The PCCP is intended to provide a framework for manufacturers to proactively plan for and manage modifications to AI/ML-enabled device software functions in a manner that maintains the safety and effectiveness of the device.
FDA, Marketing Submission Recommendations for a Predetermined Change Control Plan for Artificial Intelligence-Enabled Device Software Functions, December 2023
Practical Limitations of the Current Framework
The PCCP framework addresses a real problem, but it comes with constraints that manufacturers and clinical evaluators should understand before treating it as a general-purpose solution for adaptive AI.
- Specificity burden: Writing a PCCP that is specific enough for FDA to accept — while broad enough to cover the modifications a manufacturer actually anticipates — is genuinely difficult. Plans that are too vague get declined; plans that are too narrow may not cover the modifications that turn out to be needed.

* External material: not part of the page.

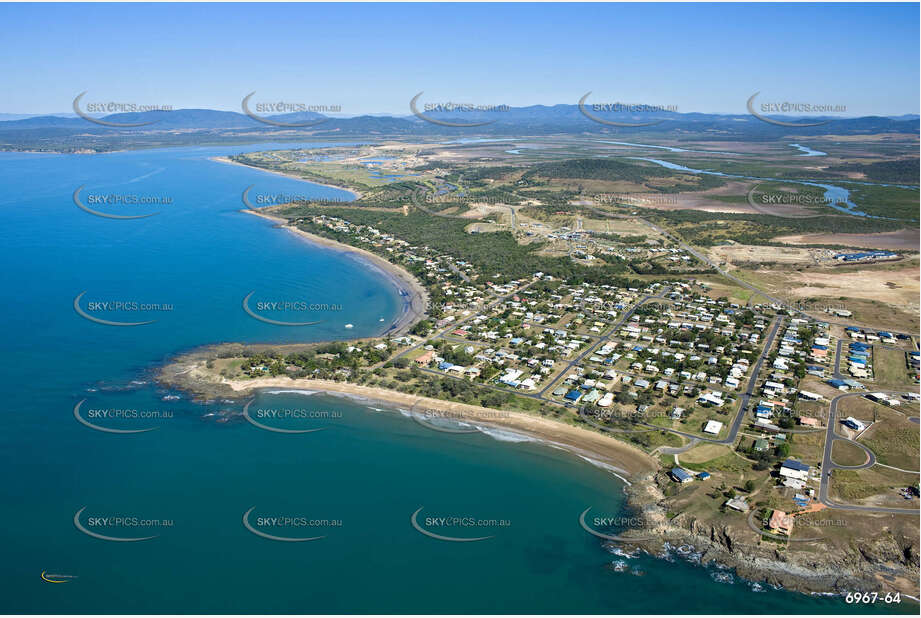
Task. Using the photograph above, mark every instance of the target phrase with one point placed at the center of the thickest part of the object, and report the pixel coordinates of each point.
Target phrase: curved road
(828, 466)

- No retroactive application: A PCCP must be submitted with the original marketing application or as a supplement. Manufacturers with existing clearances who want PCCP coverage for future modifications must file a new submission.
- Intended use boundary: Modifications that would change the device's intended use — even incrementally — fall outside what a PCCP can authorize. This limits applicability for manufacturers who want to expand a device's clinical scope over time.

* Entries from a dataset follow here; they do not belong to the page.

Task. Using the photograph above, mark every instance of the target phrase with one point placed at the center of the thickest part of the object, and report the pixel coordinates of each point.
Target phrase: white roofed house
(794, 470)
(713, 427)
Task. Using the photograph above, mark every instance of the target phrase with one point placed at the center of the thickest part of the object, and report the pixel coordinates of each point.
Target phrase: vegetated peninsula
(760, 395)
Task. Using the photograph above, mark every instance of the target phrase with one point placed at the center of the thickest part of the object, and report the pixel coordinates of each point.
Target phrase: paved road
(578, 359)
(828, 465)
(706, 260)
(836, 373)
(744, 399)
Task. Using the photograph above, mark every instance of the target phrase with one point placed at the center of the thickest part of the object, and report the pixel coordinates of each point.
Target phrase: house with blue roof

- Monitoring overhead: The post-market monitoring obligations in a PCCP add operational complexity. Manufacturers must collect the specified data, evaluate it against the plan's thresholds, and report results. For smaller companies, this can be a non-trivial infrastructure requirement.
- Transparency gap: There is currently no centralized FDA registry of accepted PCCPs. Clinicians and procurement staff cannot easily search for which cleared devices have accepted PCCPs and what modifications those plans authorize.
How This Connects to Broader AI/ML SaMD Oversight
The PCCP framework is one component of FDA's broader approach to AI/ML SaMD oversight, which also includes the Total Product Life Cycle (TPLC) approach, post-market surveillance requirements under 21 CFR Part 822, and the agency's ongoing work on transparency and algorithmic accountability. The PCCP addresses the pre-authorization of specific future changes; it does not replace the obligation to report device malfunctions under the Medical Device Reporting (MDR) regulation, nor does it modify the Quality System Regulation requirements for design controls.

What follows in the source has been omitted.